Interesting you should bring up the issue of hum, which I conquered just last night! The Decca tracked quite well in a Mayware I had mounted on an AR-XA, and given it is a Decca, even in this modest 'table it matched or beat my two "high-end" spinners with other cartridges, one being a Maplenoll, the other being an Audiomeca. But on the AR it hummed, a problem which, once the music started, disappeared into the background. On the Maplenoll, however, not a bit of hum, and though there is a ground wire to the arm, I have not connected it to ground, an unexpected result.
My Decca has four pins (the ground wires connected together via a looped wire), does yours? The Maplenoll has a lead platter, and so perhaps this is shielding the motor. As with some head-amps and phono stages, you just have to move things around, connect and disconnect ground wires, try your tonearm wire in different positions and so on (this is the "bitch" and "hate" part of the Decca experience). Without knowing what your 'table is I can come up with nothing else. But there is a turntable mat made out of graphite, the Boston Mat1, which might double as shielding of some sort. It also sounds - from a design point - superb. The Maplenoll also features a damping trough at the headshell, with the result that the Decca tracks perfectly (so far) in this set-up, sounding like a "normal" cartridge (now I have to play with viscosity and so on).
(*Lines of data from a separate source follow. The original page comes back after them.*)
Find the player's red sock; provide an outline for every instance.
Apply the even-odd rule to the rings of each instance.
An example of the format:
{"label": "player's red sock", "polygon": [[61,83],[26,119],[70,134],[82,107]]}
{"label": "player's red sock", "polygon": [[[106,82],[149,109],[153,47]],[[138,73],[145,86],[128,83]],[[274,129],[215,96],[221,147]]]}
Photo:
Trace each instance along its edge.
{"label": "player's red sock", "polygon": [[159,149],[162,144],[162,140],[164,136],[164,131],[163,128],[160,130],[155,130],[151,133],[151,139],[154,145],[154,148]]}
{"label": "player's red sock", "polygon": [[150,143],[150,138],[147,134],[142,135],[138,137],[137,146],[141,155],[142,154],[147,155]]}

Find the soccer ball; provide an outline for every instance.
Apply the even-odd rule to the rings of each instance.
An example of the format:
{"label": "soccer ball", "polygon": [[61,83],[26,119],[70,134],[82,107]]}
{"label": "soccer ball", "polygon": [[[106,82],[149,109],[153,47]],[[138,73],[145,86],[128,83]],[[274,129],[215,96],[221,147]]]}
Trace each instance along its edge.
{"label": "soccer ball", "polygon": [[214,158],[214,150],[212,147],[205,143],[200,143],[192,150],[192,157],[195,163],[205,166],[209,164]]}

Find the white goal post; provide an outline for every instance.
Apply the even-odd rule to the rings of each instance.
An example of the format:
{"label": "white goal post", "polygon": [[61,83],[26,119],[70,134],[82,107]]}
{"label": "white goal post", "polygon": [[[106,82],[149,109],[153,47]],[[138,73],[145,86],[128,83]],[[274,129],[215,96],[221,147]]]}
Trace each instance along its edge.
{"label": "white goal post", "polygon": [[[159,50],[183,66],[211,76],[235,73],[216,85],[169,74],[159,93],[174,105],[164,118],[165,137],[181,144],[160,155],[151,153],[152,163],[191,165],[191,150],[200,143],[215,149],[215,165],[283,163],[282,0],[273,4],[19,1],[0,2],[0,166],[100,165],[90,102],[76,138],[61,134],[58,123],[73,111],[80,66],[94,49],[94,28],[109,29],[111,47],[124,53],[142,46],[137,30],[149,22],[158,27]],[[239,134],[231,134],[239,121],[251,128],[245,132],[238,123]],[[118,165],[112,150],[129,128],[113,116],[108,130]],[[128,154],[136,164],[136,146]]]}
If you want your Decca to track superbly, then get yourself a Decca tonearm! While this is dissed as cheap, it is quite a brilliant piece of engineering (pre-empting the Platine Verdier and Schroeder tonearms), and Ken Kessler, for instance, keeps his Decca set up in one, which he considers still superior in the usual Decca ways to his Koetsu Urishi in SME 10 turntable! Don't give up! And thanks for contributing.